Hurry

When you want to hurry something, that means you no longer care about it and want to get on to other things.

— Robert Pirsig, Zen and the Art of Motorcycle Maintenance


Hurry

In human affairs of danger and delicacy successful conclusion is sharply limited by hurry. So often, men trip by being in a rush. If one were properly to perform a difficult and subtle act, he should first inspect the end to be achieved and then, once he had accepted the end as desirable, he should forget it completely and concentrate solely on the means. By this method he wold not be moved to false action by anxiety or fear. Very few people learn this.

— John Steinbeck, East of Eden


Busy

If you are too busy to read, you are too busy.

– Richard Foster
Freedom of Simplicity

Live Life’s Questions

I want to beg you as much as I can . . . to be patient towards all that is unsolved in your heart and try to love the questions themselves like locked rooms and like books that are written in a very foreign tongue. Do not now seek answers which cannot be given you because you would not be able to live them. And the point is to live everything.

Live the questions now. Perhaps you will then gradually, without noticing it, live along some distant day into the answer.

Take whatever comes with great trust, and if only it comes out of your own will, out of some need of your innermost being, take it upon yourself and hate nothing.

– Rainer Maria Rilke
Letters to a Young Poet 

Growth

Growth for the sake of growth is the ideology of the cancer cell.

Edward Abbey

Perhaps it is my natural temperament to do things deliberately and with purpose (after all, it is the tortoise who wins the race). Maybe it is my persistent skepticism. Quite possibly it is an outgrowth of my intuitive personality type (INTJ). Whatever the reason, I have always been resistant to Wall Street’s incessant demand for growth from public companies.

I have an MBA. I know that investors demand growth because growth drives the stock price up. And investors want the stock price to go up. Q.E.D. But at what price? And over what time horizon?

Yesterday’s announcement of the Pfizer / Wyeth merger reminded me of the long odds such marriages have at success. Depending on who you read, anywhere from 50 – 80 % of mergers fail – destroying vast amounts of shareholder value in the process. Why pursue such a risky strategy?

I am in the process of launching a web-based career management site and if my nascent little company ever reaches the size that we have shareholders, we will continue to drive growth organically and sustainably. We will pay dividends to share the wealth.
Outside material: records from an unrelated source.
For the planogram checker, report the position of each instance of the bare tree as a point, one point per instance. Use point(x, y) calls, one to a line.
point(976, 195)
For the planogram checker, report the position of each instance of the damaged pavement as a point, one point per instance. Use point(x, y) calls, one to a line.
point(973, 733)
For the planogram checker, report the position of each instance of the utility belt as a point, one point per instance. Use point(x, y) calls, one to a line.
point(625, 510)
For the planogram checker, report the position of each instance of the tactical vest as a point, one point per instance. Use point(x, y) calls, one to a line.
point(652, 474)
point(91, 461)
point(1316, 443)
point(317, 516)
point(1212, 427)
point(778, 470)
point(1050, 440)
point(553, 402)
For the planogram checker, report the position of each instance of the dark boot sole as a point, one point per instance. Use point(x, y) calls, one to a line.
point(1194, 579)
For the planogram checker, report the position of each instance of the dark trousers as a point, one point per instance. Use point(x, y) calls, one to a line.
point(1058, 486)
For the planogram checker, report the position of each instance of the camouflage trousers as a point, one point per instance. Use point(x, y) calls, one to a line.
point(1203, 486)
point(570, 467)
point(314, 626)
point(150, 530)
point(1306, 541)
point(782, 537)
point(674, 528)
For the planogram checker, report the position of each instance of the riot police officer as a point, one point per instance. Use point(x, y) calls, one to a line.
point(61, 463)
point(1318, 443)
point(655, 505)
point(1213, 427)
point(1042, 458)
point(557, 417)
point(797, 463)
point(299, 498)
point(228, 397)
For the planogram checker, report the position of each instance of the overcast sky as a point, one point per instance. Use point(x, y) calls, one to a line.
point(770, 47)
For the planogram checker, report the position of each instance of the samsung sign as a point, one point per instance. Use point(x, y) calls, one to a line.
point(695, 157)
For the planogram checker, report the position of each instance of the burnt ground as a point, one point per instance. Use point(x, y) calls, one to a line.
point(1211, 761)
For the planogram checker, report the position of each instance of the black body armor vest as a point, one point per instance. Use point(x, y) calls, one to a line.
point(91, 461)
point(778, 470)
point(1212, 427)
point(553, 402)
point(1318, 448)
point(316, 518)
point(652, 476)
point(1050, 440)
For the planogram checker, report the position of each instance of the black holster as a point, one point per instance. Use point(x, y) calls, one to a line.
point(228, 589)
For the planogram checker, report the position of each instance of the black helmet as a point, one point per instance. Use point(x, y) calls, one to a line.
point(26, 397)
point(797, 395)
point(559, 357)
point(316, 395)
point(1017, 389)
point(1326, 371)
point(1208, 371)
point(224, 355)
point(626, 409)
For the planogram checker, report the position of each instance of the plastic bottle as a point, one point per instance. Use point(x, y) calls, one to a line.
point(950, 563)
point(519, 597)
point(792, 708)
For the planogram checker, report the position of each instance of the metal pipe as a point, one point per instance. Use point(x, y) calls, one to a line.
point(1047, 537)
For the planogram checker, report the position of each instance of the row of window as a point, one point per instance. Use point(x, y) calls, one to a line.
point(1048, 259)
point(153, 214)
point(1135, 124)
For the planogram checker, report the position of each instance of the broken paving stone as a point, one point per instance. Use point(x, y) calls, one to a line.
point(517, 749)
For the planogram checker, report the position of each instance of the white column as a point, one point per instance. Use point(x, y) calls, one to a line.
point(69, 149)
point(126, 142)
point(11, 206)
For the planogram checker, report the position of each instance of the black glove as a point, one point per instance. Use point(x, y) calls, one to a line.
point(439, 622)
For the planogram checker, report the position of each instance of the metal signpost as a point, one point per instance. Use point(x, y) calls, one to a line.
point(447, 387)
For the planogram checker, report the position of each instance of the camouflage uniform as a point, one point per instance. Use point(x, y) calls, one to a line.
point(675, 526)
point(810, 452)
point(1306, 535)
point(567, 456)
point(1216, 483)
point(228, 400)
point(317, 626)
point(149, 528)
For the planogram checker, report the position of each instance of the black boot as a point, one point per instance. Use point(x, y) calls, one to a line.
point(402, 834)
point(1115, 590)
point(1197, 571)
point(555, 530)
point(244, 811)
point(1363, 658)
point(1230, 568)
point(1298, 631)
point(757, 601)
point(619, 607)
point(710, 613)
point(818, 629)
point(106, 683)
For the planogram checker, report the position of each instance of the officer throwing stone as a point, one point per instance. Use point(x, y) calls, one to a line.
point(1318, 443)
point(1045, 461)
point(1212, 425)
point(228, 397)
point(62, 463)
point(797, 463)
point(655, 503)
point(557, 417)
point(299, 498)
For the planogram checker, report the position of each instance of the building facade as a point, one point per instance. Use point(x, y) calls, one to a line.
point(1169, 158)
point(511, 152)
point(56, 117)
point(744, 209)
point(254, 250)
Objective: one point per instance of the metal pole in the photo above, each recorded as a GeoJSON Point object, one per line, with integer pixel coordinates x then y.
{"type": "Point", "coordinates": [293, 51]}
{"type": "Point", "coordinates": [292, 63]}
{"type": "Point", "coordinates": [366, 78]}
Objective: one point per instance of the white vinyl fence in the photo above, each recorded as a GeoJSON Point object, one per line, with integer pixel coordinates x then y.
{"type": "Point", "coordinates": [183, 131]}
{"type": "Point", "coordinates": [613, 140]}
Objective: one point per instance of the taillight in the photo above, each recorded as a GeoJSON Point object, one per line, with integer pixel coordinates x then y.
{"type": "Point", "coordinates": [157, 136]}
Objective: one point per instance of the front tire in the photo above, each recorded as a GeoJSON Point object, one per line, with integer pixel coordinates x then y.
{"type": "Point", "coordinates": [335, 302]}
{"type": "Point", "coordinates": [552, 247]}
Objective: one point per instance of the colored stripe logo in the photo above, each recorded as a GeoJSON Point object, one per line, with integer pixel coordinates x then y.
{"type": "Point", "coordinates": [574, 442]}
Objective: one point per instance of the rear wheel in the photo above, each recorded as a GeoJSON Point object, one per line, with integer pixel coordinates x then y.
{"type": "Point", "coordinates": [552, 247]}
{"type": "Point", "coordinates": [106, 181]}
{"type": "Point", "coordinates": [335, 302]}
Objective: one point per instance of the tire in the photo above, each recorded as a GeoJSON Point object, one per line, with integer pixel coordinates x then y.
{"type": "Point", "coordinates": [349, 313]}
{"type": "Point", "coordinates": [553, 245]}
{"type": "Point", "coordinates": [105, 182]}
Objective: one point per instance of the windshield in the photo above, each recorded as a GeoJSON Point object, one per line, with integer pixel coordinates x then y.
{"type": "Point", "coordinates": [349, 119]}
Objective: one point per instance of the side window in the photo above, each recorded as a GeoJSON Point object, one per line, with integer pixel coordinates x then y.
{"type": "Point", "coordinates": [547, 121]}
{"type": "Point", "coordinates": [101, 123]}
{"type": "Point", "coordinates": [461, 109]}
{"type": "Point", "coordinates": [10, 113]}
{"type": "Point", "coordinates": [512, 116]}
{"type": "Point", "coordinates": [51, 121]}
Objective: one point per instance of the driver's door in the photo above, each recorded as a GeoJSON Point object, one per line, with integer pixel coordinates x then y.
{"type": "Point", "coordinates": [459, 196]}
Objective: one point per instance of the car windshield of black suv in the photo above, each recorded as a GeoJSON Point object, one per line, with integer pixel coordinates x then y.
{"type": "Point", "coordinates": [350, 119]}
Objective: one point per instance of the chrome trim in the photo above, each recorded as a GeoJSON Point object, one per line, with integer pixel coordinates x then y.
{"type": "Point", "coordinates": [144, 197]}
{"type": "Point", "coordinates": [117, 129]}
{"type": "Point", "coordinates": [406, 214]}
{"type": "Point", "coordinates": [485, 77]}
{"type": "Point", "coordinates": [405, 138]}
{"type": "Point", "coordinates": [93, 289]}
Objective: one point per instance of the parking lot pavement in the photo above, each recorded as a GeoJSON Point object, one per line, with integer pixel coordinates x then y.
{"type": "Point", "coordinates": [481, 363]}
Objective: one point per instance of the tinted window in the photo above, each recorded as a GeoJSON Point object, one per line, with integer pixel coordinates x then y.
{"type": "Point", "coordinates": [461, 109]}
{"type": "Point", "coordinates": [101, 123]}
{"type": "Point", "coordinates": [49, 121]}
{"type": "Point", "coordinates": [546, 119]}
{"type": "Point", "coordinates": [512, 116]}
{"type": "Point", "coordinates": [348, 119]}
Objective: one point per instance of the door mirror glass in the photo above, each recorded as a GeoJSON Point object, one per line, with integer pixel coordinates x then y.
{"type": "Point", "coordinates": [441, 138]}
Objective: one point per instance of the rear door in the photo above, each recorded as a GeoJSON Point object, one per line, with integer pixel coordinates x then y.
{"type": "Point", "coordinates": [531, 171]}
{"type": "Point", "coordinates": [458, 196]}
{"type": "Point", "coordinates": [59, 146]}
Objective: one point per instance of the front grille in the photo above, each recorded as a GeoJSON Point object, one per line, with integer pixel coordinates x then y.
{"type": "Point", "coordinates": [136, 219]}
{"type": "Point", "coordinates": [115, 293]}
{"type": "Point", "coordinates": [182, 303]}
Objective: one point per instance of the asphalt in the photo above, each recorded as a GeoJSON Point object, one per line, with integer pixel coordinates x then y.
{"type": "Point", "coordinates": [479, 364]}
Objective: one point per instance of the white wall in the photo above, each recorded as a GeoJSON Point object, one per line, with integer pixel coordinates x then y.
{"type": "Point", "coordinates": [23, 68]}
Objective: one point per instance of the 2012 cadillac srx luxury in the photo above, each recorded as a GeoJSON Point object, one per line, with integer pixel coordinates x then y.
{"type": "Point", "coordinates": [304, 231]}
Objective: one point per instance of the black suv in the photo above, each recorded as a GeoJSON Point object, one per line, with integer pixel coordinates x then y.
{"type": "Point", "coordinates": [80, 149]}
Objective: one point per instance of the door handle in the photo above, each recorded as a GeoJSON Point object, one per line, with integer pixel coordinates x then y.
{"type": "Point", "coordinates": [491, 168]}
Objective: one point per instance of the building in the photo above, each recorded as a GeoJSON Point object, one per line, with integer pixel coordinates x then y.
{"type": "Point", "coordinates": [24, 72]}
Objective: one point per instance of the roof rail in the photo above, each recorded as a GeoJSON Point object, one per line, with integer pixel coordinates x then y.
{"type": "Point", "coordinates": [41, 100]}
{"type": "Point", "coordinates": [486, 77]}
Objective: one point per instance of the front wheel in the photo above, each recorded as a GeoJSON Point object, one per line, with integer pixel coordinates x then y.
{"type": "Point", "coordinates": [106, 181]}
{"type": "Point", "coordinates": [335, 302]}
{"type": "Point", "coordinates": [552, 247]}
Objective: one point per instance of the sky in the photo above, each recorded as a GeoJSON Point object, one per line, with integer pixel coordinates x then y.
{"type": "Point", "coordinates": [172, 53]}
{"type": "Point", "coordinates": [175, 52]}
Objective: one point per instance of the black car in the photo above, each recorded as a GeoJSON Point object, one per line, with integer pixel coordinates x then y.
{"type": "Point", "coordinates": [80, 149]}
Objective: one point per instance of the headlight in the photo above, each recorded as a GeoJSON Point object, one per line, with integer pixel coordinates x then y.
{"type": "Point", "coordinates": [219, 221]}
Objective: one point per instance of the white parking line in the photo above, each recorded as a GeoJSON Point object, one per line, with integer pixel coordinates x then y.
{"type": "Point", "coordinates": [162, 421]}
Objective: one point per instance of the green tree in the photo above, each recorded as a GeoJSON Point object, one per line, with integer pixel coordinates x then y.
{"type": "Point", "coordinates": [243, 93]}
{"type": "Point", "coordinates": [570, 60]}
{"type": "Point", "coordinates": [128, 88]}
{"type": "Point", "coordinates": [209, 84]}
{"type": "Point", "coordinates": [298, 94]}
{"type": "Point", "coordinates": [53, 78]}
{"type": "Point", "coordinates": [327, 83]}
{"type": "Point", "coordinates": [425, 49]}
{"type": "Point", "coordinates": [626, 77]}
We will stop growing when doing so means preserving the long term viability of our enterprise.

I have my suspicions as to why “growth at all costs” is so prevalent. Wall street and the board rooms of corporate America seemed to be fueled by transaction fees and bonuses. Filtering the behavior of corporate executives through these simple lenses reveals that short-term vision can be blinded to long-term implications. In any case, they would do well to behave less like a cancer cell and more like a redwood tree.

Reading

Books must be read as deliberately and reservedly as they are written.

– Henry David Thoreau, Walden

I have always been a deliberate reader. When I stumbled across this quote while reading Walden so many years ago, it simply gave me permission to enjoy the pace at which I read. Good writing is more than just conveying ideas or recounting a story. Good writing creates a mood, and images, and evokes emotions — and these cannot be digested while speed reading.

One of my favorite writers is Pat Conroy, and my favorite book of his is Prince of Tides. When I read this poetic prose I am drawn in to the rich and colorful images Conroy is able to create. Every sentence feels like a sculpture carefully crafted.

I had the opportunity to hear Pat Conroy speak shortly after the Prince of Tides was published. He described at length his mean and abusive father which he cataloged in The Great Santini. In a misguided attempt to protect his male children from growing up to be “sissies,” Pat Conroy’s father refused to let Pat learn how to type. As a result, Pat Conroy writes all of his book longhand.

I have concluded over the years that there is a qualitative difference between writing longhand and typing on a computer. When writing longhand the pen is an extension of my arm connected directly to my mind. With a pen in my hand ideas tend to flow more transparently onto the paper. The process is slow and deliberate. Ideas form and reform as they make their way down my arm and out through the nib of the pen. 

A computer and a keyboard represent a considerable barrier to the flow of ideas when compared to the simplicity of pen and paper. Although I touch type fluently, and have been for almost 30 years, my brain has to supervise as it translates my ideas into keystrokes which then emerge on a busy (and often distracting) computer screen. Granted, I can type much faster than I can write longhand, but this isn’t always a good thing. Some have accused Pat Conroy of sounding as if he swallowed a thesaurus. I know that his rich choice of words and images flows from the painstaking effort of forming every word slowly in his mind and then transferring them to paper through the fluid motion of his hand.